Epic Games Publishing signs the developers of Control, Inside & Shadow of the Colossus

Epic Games is no longer just a video game developer, no longer just a game engine developer, and not even just a digital game storefront. No, with the launch of Epic Games Publishing, they’re now a game publisher, and they’ve signed up three acclaimed game developers to be their first partners.

Remedy Entertainment, Playdead, and Fumito Ueda’s genDESIGN are those three developers, who have created such games as Alan Wake, Control, The Last Guardian, Inside and Limbo.

Epic’s pitch paints themselves in a particularly positive light, with CEO Time Sweeney saying “We’re building the publishing model we always wanted for ourselves when we worked with publishers.” You can see that in how the developers will have full creative control over the games and retain the intellectual properties going forward. Epic will cover up to 100 percent of the development costs, including QA, localisation and marketing, and obvious hope to reap the rewards at the tills. However, once a game has earnt back its development costs, the profits will then be split 50:50.

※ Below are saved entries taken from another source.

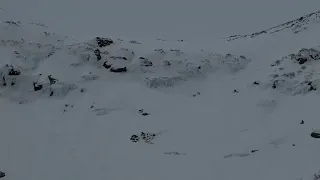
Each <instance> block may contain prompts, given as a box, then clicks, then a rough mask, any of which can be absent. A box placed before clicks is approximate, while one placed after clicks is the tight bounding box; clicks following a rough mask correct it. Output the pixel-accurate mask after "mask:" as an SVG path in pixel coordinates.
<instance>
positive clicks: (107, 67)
mask: <svg viewBox="0 0 320 180" xmlns="http://www.w3.org/2000/svg"><path fill="white" fill-rule="evenodd" d="M103 67H105V68H106V69H109V68H111V65H110V64H107V61H106V62H104V63H103Z"/></svg>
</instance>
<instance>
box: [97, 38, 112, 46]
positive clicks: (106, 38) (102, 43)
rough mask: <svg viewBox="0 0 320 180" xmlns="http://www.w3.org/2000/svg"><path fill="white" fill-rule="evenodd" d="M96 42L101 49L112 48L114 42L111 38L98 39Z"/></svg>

And they should be more than capable of earning those costs back. OK, so they’ll probably be exclusive to Epic Games Store on PC, but they can be published as multiplatform titles, so Remedy’s next game could appear on PlayStation 4 or Xbox Series X.

We don’t know what they’re working on just yet, but we do know that Remedy are working on two new games, and that Fumito Ueda’s next game will be multiplatform, when all his previous works have been PlayStation exclusives.

While Epic Games have drawn considerable negative will from PC gamers over the last couple years for signing exclusivity deals with game developers and publishers – notably Remedy’s Control became an EGS exclusive, reportedly to the tune of $10.5 million – it’s fair to say that they haven’t exactly harmed the fortunes of those that they have partnered with. Games like Metro: Exodus and World War Z was last minute exclusives, and yet both turned into major commercial successes on PC.

We’ll have to wait and see if Epic have a similar effect on game publishing, but it’s good to see that they’re being open about IP ownership and splitting profits. If it doesn’t work out, Remedy, Playdead and genDESIGN can all take their talents elsewhere for their next project.